Further Information 

If you require any further clarification regarding this Notice, please contact the Human Resources Team. 

Appendix 1 

General Personal Data 

  • Personal- contact/identifying details including name, address, email address, date of birth, photograph, civil status, gender, nationality, domestic partners, dependents; 
  • Emergency Contact - name and contact details of emergency contacts (as set out above, you must provide a copy of this Notice to any third parties whose personal data you provide to us); 
  • Professional - Curriculum Vitae and/or application form, previous employment background, references from previous employers, record of interview/interview notes, selection and verification records, educational details, professional and/or academic transcripts, professional certifications, special skills including (driver) licenses, language skills, memberships of committees or other bodies; 
  • Financial - salary and benefit details including bank details, PPS number, tax information;  
  • Employment - work contact details (corporate email address and telephone number), identification number, photograph, details regarding the job function, primary work location, working hours, employment status, your terms and conditions of employment or engagement, contract of employment, signed confidentiality agreement, immigration status, work permit details, job description, history and details of current position;   
  • Premises and IT access -  information required to access company systems and applications such as email account and system passwords, login and access records ,download and print records, call recordings, records of email and internet usage in accordance with our email and internet policy 
  • Fees, remuneration and benefits – fees/payment and benefits package, base salary, bonus, compensation type, long term incentives, pension scheme, PRSA, health insurance scheme (and any third party beneficiaries), company credit card data, salary reviews; 
  • Leave - including documentation which may be provided in connection with any statutory leave, sick leave, holiday and family related leave records, garden leave, and any other type of leave such as unpaid leave and study leave; 
  • Performance management - performance assessments/meetings (including probationary assessments), colleague and manager feedback, appraisals, outputs from talent programs and formal and informal performance management processes;  
  • Training and development - such as data relating to training and development needs or training received;  
  • Disciplinary and grievance - such as any personal data contained in records of allegations, investigation and proceeding records and outcomes; 
  • General correspondence/meetings - relating to grievance and/or disciplinary processes, misconduct or performance issues, data arising in connection with litigation and complaints, involvement in incident reporting and disclosures; 
  • Termination - for example, dates and reason for leaving, termination agreements and payments, exit interviews and references; and 
  • Incapacity - any accommodations or adjustments in connection with any incapacity.  

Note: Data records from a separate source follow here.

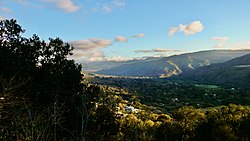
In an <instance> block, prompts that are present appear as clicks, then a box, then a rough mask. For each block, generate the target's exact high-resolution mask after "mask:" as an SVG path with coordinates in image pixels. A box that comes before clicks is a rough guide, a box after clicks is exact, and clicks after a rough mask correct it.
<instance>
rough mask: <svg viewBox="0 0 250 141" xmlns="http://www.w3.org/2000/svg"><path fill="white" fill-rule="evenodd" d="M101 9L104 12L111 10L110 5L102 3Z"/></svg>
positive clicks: (111, 10) (106, 11)
mask: <svg viewBox="0 0 250 141" xmlns="http://www.w3.org/2000/svg"><path fill="white" fill-rule="evenodd" d="M102 11H103V12H105V13H109V12H111V11H112V7H110V6H108V5H103V6H102Z"/></svg>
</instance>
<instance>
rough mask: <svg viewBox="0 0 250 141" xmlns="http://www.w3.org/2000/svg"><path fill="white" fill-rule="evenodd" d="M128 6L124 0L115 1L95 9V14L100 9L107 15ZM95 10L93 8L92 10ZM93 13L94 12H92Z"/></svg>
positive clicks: (113, 1) (94, 7)
mask: <svg viewBox="0 0 250 141" xmlns="http://www.w3.org/2000/svg"><path fill="white" fill-rule="evenodd" d="M125 5H126V3H125V1H124V0H113V1H112V2H111V3H104V4H102V6H101V7H94V9H95V10H94V12H95V11H98V9H100V10H101V11H103V12H105V13H110V12H112V11H113V10H114V9H117V8H119V9H121V8H122V7H124V6H125ZM92 9H93V8H92ZM91 11H93V10H91Z"/></svg>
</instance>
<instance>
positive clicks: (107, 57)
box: [105, 56, 133, 62]
mask: <svg viewBox="0 0 250 141" xmlns="http://www.w3.org/2000/svg"><path fill="white" fill-rule="evenodd" d="M129 60H133V58H127V57H122V56H113V57H105V61H119V62H120V61H129Z"/></svg>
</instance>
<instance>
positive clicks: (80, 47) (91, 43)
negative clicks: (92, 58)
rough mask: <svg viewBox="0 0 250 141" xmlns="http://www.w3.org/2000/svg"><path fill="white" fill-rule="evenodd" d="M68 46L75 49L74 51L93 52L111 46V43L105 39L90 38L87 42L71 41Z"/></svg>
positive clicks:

Special Categories of Personal Data 

We may also collect, hold and use the following "special categories" of more sensitive personal information: 

  • Physical or mental health data - such as information about your physical or mental health or condition; for example, we record your days of sickness, or workplace adjustments due to health reasons. 
  • Other special categories of personal data - such as racial or ethnic origin; religious or similar beliefs; membership of a trade union; the commission or alleged commission of any offence; and any proceedings for any offence committed or alleged to have been committed, the disposal of those proceedings or the sentence of any court in those proceedings. 

Special categories of personal data will only be collected and used in so far as such is necessary for the purposes of carrying out an obligation in the field of employment/social security/social protection law, or exercising specific rights or when the use is authorized by law or for the assessment of working capacity.